Review: 1536 at Almeida

The Almeida has never shied from presenting challenging, revisionist work. In Ava Picket’s 1536 the strongly female-centric Tudor tale, packs a punchy modern parallel.

Siena Kelly, Tanya Reynolds and Liv Hill in 1536 at the Almeida Theatre. Credit Helen Murray.Siena Kelly, Tanya Reynolds and Liv Hill in 1536 at the Almeida Theatre. Credit Helen Murray.

Three young women, friends who have grown up together in the same village not far from Colchester, endure a life where the only excitement is the sporadic, two or three days old news drifting up from London, detailing King Henry VIII’s troubles with his Queen, Anne Boleyn. The play is an exploration of what women want, or in some instances, what they think they deserve. More specifically, how the little to which they are entitled, is entirely at the behest and in the power of men to grant.

The stage (as designed by Max Jones) is bedecked in clumps of drying long grass and teazles and dominated by the trunk remnants of a tree long ago struck by lightning. Copulating up against it, as the lights go up, are Anna (Siena Kelly) and Richard (Adam Hugill). She has beauty, is sexually confident and flirtatious. He, we learn after several of these episodes, is equally enamoured but has no intentions of making her his wife and has been betrothed courtesy of his landowner father, to the respectful and more submissive Jane (Liv Hill) who will serve as good breeding stock. Completing the trinity of women is Mariella (Tanya Reynolds) who is learning the craft of midwifery having lost any chance of being married to William (Angus Cooper) due to her lack of dowry.

As Richard’s marriage draws ever closer, Anna’s realisation that she is unlikely to find a match due to rumours that she has been fornicating with married or betrothed men, leads to fears of powerlessness and genuine concern for her future, especially as news has begun circulating of women in a nearby hamlet being burned for similar offences. Lyndsey Turner’s direction, rightly focuses on the three women’s broad spectrum of acceptance and adherence to social mores, and particularly in the shadow of The King’s recent treatment of his once beloved Anne, which sets the national tone for keeping the weaker sex subjugated and in fear.

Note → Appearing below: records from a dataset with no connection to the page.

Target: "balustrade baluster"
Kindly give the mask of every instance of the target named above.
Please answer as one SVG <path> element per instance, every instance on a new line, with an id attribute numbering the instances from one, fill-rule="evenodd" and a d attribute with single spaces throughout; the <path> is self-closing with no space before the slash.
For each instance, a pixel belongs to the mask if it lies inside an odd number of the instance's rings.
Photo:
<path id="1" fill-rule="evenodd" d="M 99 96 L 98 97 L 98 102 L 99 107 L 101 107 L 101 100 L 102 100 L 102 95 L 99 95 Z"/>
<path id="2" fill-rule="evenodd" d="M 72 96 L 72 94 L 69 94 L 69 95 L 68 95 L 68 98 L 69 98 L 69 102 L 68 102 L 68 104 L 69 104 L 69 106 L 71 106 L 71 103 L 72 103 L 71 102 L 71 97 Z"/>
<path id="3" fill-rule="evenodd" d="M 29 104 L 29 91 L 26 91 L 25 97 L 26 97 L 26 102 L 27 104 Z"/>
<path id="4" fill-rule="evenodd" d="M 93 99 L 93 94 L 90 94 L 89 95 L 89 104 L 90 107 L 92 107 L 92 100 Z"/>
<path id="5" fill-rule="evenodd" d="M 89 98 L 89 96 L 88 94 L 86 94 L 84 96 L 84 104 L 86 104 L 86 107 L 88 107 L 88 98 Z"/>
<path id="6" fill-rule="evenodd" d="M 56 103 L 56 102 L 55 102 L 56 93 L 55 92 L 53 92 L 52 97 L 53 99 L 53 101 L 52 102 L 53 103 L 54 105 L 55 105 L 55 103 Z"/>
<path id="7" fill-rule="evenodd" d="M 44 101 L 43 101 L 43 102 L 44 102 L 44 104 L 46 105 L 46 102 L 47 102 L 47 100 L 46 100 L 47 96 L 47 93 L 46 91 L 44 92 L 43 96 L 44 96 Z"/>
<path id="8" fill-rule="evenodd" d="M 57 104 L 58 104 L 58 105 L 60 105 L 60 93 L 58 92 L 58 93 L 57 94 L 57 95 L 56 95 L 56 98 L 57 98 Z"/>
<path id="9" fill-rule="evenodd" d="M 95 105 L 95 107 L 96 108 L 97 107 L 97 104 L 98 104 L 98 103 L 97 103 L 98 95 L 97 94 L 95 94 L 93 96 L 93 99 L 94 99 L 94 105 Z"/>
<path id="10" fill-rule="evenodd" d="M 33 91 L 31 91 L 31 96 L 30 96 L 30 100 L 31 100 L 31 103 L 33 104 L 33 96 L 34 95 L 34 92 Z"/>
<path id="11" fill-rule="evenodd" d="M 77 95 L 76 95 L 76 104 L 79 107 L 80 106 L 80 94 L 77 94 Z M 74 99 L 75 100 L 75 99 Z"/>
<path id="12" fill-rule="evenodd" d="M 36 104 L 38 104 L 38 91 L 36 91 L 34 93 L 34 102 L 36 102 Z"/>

The production demonstrates the strong and caring bonds which women can form, whilst not shying away from the catastrophic divisions which can erupt when a man is introduced into the mix. Each of the female protagonists is given opportunities to demonstrate sensitivity, yearning, fury and frustration at the powerlessness required of them by society and sometimes by each other. There are gentle moments of desperate heartbreak, interludes of bawdy hilarity and a naturalistic style redolent of anything you could witness in a modern drama. This Tudor tale is as far from a corseted costume drama, as you are likely to find.

Plays at The Almeida until 7th June.